San Francisco restaurant owner calls on Bay Area restaurants to raise funds for Ethiopian war refugees
Over the past two years, Mellay Menelik, originally from San Francisco, has come to terms with the harsh realities of life in rural northern Ethiopia, where drinking river water and drinking water is common. ‘dodge the bombs,’ she said. Born and raised in the Fillmore district of San Francisco, she moved to her parents’ native Ethiopia in the summer of 2019 to open a second location of the family restaurant SoMa Moya and start a farm. Now, at 34, she says living in Ethiopia was harder than she could have ever imagined. Between COVID and the outbreak of a war between the Tigrayans and the Ethiopian central government in November 2020, the past few years have been devastating. “The day the war started, I planted our first plants for the first harvest,” Menelik recalls.

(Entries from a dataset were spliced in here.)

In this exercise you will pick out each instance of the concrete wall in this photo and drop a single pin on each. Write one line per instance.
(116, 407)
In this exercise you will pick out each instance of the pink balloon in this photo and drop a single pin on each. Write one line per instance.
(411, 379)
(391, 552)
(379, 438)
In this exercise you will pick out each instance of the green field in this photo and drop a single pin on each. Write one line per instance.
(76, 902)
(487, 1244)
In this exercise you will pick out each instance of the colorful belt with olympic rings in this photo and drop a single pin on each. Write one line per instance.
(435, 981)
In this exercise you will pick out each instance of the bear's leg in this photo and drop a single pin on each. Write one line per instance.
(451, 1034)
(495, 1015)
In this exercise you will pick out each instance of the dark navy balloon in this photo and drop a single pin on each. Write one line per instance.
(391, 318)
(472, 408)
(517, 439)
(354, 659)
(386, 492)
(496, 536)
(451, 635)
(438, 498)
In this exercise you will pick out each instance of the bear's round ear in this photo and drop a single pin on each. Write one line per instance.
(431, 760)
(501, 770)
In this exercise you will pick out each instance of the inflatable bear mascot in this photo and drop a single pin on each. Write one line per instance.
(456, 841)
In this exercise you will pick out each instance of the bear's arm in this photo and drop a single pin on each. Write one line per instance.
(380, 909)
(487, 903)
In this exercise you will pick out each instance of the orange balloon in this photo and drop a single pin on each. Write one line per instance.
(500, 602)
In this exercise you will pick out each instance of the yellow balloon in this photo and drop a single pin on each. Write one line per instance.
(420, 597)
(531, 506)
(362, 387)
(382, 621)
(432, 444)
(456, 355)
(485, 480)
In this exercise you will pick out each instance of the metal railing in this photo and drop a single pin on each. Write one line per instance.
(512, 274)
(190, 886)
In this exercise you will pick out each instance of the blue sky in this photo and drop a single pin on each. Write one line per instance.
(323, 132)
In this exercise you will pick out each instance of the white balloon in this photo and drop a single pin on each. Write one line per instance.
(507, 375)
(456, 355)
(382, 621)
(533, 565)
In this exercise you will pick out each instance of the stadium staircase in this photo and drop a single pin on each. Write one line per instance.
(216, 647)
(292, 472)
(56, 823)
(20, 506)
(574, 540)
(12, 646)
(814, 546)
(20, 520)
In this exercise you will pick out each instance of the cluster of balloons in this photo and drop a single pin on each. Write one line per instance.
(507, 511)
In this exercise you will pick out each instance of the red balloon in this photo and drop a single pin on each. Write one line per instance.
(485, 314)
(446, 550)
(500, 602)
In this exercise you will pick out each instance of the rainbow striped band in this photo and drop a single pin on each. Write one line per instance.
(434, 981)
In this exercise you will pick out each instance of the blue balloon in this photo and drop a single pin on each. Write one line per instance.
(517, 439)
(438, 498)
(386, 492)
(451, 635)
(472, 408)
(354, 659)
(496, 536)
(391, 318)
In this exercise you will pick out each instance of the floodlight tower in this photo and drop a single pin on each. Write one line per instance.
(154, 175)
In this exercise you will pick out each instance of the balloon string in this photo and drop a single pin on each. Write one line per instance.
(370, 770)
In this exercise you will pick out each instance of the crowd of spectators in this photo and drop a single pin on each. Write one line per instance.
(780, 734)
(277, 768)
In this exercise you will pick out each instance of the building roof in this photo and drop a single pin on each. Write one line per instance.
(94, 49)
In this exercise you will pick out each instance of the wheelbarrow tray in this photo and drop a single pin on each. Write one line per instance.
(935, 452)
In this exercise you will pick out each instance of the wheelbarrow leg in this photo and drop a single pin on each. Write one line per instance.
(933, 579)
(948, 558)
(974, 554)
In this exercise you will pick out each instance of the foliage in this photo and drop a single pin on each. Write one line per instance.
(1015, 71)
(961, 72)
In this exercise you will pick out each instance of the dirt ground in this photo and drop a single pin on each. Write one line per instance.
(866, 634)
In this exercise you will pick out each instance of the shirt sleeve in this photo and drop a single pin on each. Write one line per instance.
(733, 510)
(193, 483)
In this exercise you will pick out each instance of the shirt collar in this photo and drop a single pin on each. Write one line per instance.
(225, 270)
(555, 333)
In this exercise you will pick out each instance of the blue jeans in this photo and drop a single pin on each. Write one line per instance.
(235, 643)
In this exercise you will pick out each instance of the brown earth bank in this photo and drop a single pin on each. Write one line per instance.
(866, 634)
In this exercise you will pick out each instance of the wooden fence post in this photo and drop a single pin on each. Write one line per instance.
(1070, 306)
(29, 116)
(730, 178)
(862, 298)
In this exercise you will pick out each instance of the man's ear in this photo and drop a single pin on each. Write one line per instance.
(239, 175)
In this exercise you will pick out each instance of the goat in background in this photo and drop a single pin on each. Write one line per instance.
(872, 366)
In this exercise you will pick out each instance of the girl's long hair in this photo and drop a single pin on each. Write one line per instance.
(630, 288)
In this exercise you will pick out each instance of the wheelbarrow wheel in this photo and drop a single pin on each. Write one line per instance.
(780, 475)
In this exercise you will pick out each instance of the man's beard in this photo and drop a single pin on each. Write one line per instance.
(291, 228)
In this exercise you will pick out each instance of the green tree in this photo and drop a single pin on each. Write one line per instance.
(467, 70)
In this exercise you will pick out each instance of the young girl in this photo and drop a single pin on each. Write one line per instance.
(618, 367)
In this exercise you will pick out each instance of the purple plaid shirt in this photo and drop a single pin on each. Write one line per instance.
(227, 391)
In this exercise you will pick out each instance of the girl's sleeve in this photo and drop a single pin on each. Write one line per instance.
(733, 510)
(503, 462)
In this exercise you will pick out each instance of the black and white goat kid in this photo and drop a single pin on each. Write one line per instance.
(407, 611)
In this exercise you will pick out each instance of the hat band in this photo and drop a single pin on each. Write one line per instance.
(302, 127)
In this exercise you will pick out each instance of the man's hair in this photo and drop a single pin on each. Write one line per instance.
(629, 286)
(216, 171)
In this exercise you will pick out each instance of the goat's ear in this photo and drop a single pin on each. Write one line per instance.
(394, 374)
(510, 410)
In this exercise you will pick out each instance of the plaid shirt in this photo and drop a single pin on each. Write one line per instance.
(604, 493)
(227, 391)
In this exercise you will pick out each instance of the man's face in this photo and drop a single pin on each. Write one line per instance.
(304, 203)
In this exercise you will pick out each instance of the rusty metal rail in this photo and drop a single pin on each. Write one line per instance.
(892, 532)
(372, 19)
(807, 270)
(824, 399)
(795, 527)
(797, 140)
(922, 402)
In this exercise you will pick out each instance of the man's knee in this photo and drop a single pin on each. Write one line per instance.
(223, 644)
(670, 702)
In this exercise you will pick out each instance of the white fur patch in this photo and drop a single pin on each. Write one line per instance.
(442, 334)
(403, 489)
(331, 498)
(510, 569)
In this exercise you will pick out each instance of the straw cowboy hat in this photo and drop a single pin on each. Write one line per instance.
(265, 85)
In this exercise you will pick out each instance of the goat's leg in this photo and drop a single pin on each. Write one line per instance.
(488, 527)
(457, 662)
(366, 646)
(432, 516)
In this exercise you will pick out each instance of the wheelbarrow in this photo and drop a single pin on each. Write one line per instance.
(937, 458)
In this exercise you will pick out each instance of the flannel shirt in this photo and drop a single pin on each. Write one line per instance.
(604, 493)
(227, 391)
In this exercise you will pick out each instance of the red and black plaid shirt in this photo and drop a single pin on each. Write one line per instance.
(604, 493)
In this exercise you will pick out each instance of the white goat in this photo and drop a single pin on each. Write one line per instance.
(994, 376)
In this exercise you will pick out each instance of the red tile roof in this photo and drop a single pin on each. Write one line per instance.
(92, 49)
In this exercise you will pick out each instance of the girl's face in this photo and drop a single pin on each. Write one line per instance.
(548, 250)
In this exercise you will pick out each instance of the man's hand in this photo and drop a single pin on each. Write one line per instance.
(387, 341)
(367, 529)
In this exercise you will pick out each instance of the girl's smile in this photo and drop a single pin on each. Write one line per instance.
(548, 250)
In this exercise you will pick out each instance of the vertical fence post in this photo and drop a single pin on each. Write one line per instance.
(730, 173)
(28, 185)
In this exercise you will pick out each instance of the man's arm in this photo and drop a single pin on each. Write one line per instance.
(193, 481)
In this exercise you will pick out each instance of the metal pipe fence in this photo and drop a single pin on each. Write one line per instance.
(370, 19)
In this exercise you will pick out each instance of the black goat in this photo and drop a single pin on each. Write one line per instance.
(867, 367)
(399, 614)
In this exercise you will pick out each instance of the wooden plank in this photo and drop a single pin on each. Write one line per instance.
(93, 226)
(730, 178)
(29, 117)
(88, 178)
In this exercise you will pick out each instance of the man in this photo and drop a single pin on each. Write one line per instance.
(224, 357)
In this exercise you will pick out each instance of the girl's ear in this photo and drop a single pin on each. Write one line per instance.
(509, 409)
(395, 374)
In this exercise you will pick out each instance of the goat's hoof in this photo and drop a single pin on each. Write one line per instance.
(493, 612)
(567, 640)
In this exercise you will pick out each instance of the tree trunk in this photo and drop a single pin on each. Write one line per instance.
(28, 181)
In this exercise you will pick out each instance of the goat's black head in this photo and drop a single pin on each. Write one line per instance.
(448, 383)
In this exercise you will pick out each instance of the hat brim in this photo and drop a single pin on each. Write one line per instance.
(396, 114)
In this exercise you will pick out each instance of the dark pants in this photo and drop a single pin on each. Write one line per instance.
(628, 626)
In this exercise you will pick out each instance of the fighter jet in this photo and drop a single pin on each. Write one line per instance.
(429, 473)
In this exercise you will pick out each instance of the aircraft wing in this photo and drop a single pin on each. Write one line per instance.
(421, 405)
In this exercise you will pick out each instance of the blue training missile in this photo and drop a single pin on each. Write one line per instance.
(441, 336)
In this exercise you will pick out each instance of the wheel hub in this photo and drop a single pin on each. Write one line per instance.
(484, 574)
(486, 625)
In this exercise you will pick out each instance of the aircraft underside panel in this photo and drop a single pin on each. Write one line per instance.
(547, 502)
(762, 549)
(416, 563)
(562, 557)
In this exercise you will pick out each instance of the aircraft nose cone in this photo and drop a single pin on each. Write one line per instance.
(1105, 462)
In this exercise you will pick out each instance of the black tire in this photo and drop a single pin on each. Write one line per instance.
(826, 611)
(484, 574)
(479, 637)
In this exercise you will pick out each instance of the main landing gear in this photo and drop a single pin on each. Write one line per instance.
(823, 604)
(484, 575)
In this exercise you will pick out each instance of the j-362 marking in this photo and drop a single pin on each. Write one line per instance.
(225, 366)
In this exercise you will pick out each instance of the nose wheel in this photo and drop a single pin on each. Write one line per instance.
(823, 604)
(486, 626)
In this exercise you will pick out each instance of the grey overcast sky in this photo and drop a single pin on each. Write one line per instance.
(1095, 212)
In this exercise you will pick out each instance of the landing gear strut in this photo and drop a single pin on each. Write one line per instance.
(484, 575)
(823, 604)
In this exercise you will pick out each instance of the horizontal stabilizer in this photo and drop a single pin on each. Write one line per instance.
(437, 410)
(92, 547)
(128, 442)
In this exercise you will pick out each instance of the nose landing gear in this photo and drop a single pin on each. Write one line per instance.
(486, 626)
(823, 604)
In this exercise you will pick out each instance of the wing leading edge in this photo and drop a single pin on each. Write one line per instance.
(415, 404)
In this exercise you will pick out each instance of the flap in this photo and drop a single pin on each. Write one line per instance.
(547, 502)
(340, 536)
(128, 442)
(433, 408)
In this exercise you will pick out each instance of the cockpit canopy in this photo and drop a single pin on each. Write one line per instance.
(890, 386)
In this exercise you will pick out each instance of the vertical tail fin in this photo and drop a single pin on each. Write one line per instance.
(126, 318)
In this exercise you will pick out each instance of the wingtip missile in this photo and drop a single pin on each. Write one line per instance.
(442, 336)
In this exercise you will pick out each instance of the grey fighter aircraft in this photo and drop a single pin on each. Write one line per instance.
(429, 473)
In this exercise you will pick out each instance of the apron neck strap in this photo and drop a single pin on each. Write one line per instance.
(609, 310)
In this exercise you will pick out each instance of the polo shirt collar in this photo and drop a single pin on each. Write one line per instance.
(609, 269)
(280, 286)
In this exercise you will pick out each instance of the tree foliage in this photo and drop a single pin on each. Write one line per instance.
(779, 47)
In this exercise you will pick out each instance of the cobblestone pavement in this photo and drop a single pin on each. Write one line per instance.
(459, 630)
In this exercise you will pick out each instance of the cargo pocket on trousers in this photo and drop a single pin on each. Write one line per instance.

Returning to the Bay Area in late 2021, Menelik draws attention to Ethiopia’s ongoing civil war, calling on Bay Area restaurants to hold fundraising events to help the victims. Ethiopian restaurants, including Blue Nile and Mela Bistro in Oakland, have stepped up; in October, the Mela Bistro owner hosted a gala in Sausalito and raised over $50,000 for war victims. Now, Menelik says Moya also hopes to raise funds through her restaurant. “There is a connection to help Ukraine everywhere, and I understand that,” Menelik says. “I feel awful even bringing this up to justify what I’m saying, but there’s just nothing done for Tigray.”
Menelik’s family has deep ties to the restaurant industry in San Francisco; for five years they owned Cafferata, a century-old North Beach business located at the corner of Columbus and Filbert Avenues, which is now known as Piazza Pellegrini. Then, in 2009, the family opened Moya in SoMa, though a fire put them out of action for a few years before reopening in 2012 at 9th and Mission streets. Menelik’s mother, Fana Alemayehu, is a microbiologist, but says she never felt like she had been rocked into the science career she dreamed of. So after launching her successful restaurants in San Francisco, Alemayehu traveled to India to learn more about how science applies to food production. Then she decided to start a farm in Ethiopia, as well as a restaurant. This is how Menelik found his way to Tigray, Ethiopia’s northernmost regional state, just before the war started.
Menelik dropped out of school at the University of San Francisco in his senior year rather than complete his communications degree. “School was not for me,” she says. She was proud to have put the family farm in order, but for the first two months of the conflict, her family did not know where she was – most communications in and around the country had been destroyed. “I experienced the war like a movie,” says Menelik. “No communication, no internet, nothing.”
These days, Menelik divides her time between navigating conversations with government officials, in which she shares her experience of the war, and coordinating resources for Tigrayans still suffering from the conflict. Mehoni’s family farm grows aloe vera on a large scale – the farm is the size of around 50 football pitches – for use in cosmetics.
It was at the start of the war that Menelik’s sister started an Instagram page called Peace in Tigray, which now has more than 16,000 followers, and a non-profit organization called Free Tigray. Menelik encourages Bay Area restaurants to channel funds to Free Tigray or directly to family members and personal connections they may have overseas, as the country’s failing infrastructure can make it difficult to helping people in the field. “Our banks have been closed since November 2020. Our telephone lines have been down since November 2020. Our internet is down. We can’t bring medicine in,” Menelik said. “We are trying to meet those needs.”
She says she feels discouraged by the scant attention the war in Ethiopia tends to receive in some news sources. While Bay Area businesses, from bakeries to ride-sharing moguls, have put in place ways to support those affected by Russia’s war in Ukraine, Menelik thinks raising awareness of the genocide in Ukraine is much more difficult. Tiger ; there has been no real outpouring of interest and concern, in his view. “People have really galvanized other similar events, but not for us,” Menelik says. “It’s demoralizing.”